Things like Flash, AJAX, etc. have greatly improved the usability of many sites. Some sites have implemented payed content business models which actually work, based on exclusive content or functionalities. But quite a few sites that tried to offer more or less regular content for paying subcribers did not succeed an opened up their archives again. This will not change. Unfiltered, regular content will become somewhat of a commodity. Only sites offering added value through filtering, remixing, sorting or commenting existing content will make a difference. If, and only if, users can tailor these services to their needs. Relevance of content will be increasingly important during the ongoing flood and fragmentation of information.
The new requirements for advertising and marketing in this new era were already cristal clear in 1995:
Understand the medium. Conducting business on the Web, a phenomenon with no parallel in communications history, will demand new strategies in advertising and marketing. Unlike broadcasting and print, which are one-to-many entities with a passive audience, the Internet is a many-to-many medium in which everyone with a computer and modem is a potential publisher. Web surfers, for example, tend to be self-directed. They typically have little patience for „brochureware,“ advertisements that are thrown up like so many billboards.

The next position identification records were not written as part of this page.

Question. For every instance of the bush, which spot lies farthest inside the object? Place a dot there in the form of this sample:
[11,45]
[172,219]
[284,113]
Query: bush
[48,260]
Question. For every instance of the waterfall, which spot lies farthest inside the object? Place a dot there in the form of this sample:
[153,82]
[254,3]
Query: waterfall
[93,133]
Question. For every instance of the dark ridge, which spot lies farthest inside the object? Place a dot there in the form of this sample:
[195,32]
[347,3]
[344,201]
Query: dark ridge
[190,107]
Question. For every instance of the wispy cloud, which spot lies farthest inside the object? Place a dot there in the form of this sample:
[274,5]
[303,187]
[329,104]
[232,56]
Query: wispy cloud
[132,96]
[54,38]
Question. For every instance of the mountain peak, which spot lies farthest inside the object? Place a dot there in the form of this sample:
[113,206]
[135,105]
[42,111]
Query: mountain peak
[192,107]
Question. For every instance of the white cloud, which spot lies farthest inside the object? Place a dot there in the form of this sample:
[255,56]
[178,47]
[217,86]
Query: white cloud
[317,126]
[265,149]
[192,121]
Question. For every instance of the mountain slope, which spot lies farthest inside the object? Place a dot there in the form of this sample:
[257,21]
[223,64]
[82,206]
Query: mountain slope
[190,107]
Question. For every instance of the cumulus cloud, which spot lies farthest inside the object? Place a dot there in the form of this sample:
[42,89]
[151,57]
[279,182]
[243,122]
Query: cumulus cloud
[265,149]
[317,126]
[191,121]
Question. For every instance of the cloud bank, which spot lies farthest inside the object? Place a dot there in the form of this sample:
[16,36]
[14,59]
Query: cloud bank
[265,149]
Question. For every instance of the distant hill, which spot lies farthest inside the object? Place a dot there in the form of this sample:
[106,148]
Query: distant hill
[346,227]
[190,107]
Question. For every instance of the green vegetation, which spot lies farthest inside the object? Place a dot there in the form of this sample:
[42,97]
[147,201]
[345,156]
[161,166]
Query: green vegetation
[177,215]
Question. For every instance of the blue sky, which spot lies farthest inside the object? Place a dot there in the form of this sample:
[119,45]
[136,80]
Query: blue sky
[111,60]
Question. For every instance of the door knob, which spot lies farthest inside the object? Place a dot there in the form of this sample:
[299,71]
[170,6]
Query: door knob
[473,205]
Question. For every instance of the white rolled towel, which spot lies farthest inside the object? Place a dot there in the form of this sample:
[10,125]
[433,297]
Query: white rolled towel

The Web gives commerce a unique opportunity to communicate directly with employees and customers around the world. „The Web can be a powerful tool for fostering connections, building associations, delivering information and creating online communities,“ says John December, co-author of The World Wide Web Unleashed. […] The Web, says Hamilton [Federal Express], is „one of the best customer relationship tools ever.“
I wonder, why it has taken the industry so long to start offering the right kind of marketing tools? In a way, there still is a lot of companies out there that don’t respect what has been written 12 years ago!
I am very curious to see what the world will look like in another 12 years. I will be close to 50 years old, probably with kids – digital natives – and hopefully still maintain this blog. Just to make sure that I will pull this old post out again, I will send myself a reminder via email for in 12 years time, using futureme.org.